Among them was a 1950s portrait of the Graham-Jones family. It includes the young Sebastian, who, many years later, came up with the idea for the ballet Commedia. His family’s charity, The Exbuberant Trust, which sponsors Oxfordshire artists, funded this venture by choreographer Susie Crow.

Crow has made a delightful piece, full of quirky movement and lyrical passages, in which the six characters pose, strut, leap and flirt, in costumes based on those in Harrison’s paintings. Particularly striking is David Horn’s bounding, naughty Harlequin. Giving the work both its impetus and its atmosphere is Robin Holloway’s Serenade in C, alternately jaunty and melancholic. It’s performed on stage by The Exuberant Players, and makes a perfect accompaniment to these dances.

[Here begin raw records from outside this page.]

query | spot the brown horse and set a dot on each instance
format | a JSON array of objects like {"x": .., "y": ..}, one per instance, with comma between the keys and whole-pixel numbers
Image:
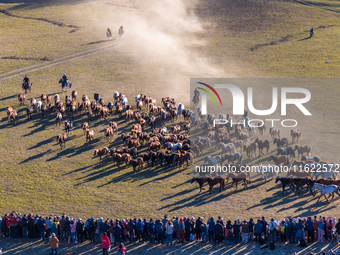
[
  {"x": 236, "y": 178},
  {"x": 213, "y": 181},
  {"x": 295, "y": 133},
  {"x": 200, "y": 182},
  {"x": 249, "y": 149},
  {"x": 303, "y": 149},
  {"x": 262, "y": 144},
  {"x": 278, "y": 160}
]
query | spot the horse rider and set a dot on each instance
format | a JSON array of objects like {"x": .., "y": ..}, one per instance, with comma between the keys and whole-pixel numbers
[
  {"x": 109, "y": 32},
  {"x": 26, "y": 80},
  {"x": 121, "y": 30},
  {"x": 64, "y": 79}
]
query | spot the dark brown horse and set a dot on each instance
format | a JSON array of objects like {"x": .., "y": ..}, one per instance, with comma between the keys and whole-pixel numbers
[
  {"x": 262, "y": 144},
  {"x": 236, "y": 178},
  {"x": 213, "y": 181},
  {"x": 200, "y": 182}
]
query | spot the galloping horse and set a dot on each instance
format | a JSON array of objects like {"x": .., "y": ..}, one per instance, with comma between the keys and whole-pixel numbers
[
  {"x": 64, "y": 84},
  {"x": 213, "y": 181},
  {"x": 27, "y": 86},
  {"x": 200, "y": 182},
  {"x": 326, "y": 190},
  {"x": 236, "y": 178}
]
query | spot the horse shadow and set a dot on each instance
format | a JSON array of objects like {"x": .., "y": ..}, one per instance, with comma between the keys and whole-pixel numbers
[
  {"x": 99, "y": 42},
  {"x": 304, "y": 39},
  {"x": 6, "y": 98},
  {"x": 36, "y": 156}
]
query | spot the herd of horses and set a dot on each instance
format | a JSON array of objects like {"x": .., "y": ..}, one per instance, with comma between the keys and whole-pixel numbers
[
  {"x": 179, "y": 149},
  {"x": 167, "y": 146}
]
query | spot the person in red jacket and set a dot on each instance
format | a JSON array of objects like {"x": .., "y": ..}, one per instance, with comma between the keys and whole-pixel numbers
[
  {"x": 105, "y": 243},
  {"x": 121, "y": 249}
]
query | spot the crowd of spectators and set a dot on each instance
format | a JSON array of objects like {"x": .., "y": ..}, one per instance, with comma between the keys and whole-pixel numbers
[{"x": 186, "y": 229}]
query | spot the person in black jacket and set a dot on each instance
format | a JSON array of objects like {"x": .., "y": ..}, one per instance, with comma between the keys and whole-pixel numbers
[
  {"x": 31, "y": 227},
  {"x": 218, "y": 231},
  {"x": 92, "y": 230},
  {"x": 187, "y": 227},
  {"x": 24, "y": 226},
  {"x": 236, "y": 228},
  {"x": 117, "y": 230},
  {"x": 198, "y": 228},
  {"x": 80, "y": 230},
  {"x": 251, "y": 230}
]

Preceding Commedia came Inside Out, danced to 24 Preludes for Piano by Alan Bush, impressively played by Peter Jacobs. The dancers themselves have contributed to this long series of linked episodes. It begins and ends as a ballet class under the direction of Patrick Wood, but breaks free from the classroom into various combinations of dancers, from solos to trios for the three girls or the three men. There are hints of relationships here and there, and, in the main, there is an underlying seriousness to the piece, in which Crow has evoked excellent performances from her dancers.

Commedia, preceded by an introduction to music and ballet by Susie Crow, under the title Harlequin Dances can be seen again at The Mill Arts Centre in Banbury on June 25.